Florida State University Associate Professor Jinfeng Zhang and his graduate student Kaixian Yu aren't your typical cancer researchers.
For one, they're not doctors. They are statisticians. And rather than looking at cancer cells in a lab, they are analyzing numbers representing more than 1,000 breast cancer patients, their genetic markers and their response rates to different cancer treatments.
Zhang and Yu's unique approach has led to the creation of a statistical program that personalizes chemotherapy treatments based on genetics, resulting in more favorable outcomes for each patient.
The program's initial results were so promising that Florida State University's Office of Commercialization awarded Zhang $50,000 through its annual GAP competition, a grant program that is designed to help bridge the gap between a faculty member's research and the commercial sphere for product development.
"I always wanted to do research that had a higher impact," said Zhang, an associate professor in the Department of Statistics. "All the time we hear of relatives or friends dying from cancer."
The initial statistical analysis showed that if the cancer treatments had been tailored to the patient, the response rate would have risen from 21 percent to 39 percent.
And it all came from crunching data.
"Every digit, every single one is a patient," Yu said. "It makes me feel really excited to be working on this. Science can be really exciting. It can help a human life."
According to the American Cancer Society, more than 1.6 million new cancer cases were projected for 2012—final numbers for the year are not yet available—and of those, 22 percent would receive chemotherapy.
But, the response rate of chemotherapy is less than 30 percent.
Cancer treatment is tricky. Chemotherapy, while having many benefits, is extremely toxic and comes with painful side effects. Sometimes, patients are given too much chemotherapy and cannot handle the toxicity.
Zhang said he had spoken with doctors in the area and other researchers at Florida State who acknowledged there was a need to take the large volumes of available data—so called big data—on cancer patients and analyze them to see if there was a way to improve the response rate.

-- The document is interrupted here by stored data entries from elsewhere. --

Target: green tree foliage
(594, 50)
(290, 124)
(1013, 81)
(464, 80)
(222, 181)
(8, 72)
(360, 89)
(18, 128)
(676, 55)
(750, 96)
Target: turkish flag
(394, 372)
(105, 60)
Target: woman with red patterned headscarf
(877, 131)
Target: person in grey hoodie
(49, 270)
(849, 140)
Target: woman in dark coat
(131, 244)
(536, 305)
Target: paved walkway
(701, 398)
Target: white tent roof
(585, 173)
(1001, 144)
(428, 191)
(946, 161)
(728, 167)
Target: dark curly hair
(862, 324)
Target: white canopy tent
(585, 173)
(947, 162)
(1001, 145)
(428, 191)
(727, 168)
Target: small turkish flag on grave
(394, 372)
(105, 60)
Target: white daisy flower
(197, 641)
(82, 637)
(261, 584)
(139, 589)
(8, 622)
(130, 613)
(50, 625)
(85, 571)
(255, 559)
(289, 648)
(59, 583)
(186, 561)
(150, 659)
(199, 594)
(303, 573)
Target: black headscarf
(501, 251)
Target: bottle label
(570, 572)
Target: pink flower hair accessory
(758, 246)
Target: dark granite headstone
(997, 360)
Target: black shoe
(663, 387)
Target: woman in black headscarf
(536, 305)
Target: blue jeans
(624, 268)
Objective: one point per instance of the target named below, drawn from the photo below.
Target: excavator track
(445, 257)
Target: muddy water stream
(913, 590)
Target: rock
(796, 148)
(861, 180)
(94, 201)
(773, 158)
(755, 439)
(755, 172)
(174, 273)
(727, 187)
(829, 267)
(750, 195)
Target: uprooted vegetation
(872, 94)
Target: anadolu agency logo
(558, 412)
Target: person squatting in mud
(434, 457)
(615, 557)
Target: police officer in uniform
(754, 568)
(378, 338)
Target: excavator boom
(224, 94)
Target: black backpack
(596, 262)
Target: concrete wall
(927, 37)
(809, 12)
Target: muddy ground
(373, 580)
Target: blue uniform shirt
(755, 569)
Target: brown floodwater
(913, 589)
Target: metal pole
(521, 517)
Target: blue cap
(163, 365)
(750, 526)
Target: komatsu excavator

But doctors, though trained to diagnose and treat, are not statisticians. That's where Zhang came in with his plan.
Admittedly, it was not smooth sailing at first.
Originally, Zhang, with the help of Yu, designed a program in May 2013 to examine whether the patients should have received chemotherapy at all. But the results were inconclusive and in August they went back to the drawing board and changed the approach to see if they could improve response rates by matching specific chemotherapy treatments to individual patients.
"You have to have faith that you will discover something," Zhang said.
After they had designed the statistical model, Yu set to work crunching the numbers.
This time, the numbers went their way.
"I pretty much did a dance every time we got a good result," Yu said.
The GAP award will help Zhang collect more data and do additional studies on the potential efficacy of his new system. The money will also help him get the system out into the marketplace so that patients can start benefiting from it.
Zhang said he hopes to do more studies and also look at different types of cancer. This first study focused solely on breast cancer.
For now, Zhang and Yu are logging their results in a paper to be submitted for publication this spring and developing the statistical program so it could be used for other researchers in the future.
Zhang has filed a patent application for his design and also formed a company, Innomedicine LLC, with hopes of marketing the new method, called PERS (Personalized Regimen Selection), to cancer patients around the country.
The research must undergo regulatory requirements before it can be sold to hospitals, so when it will be ready for commercial use is uncertain.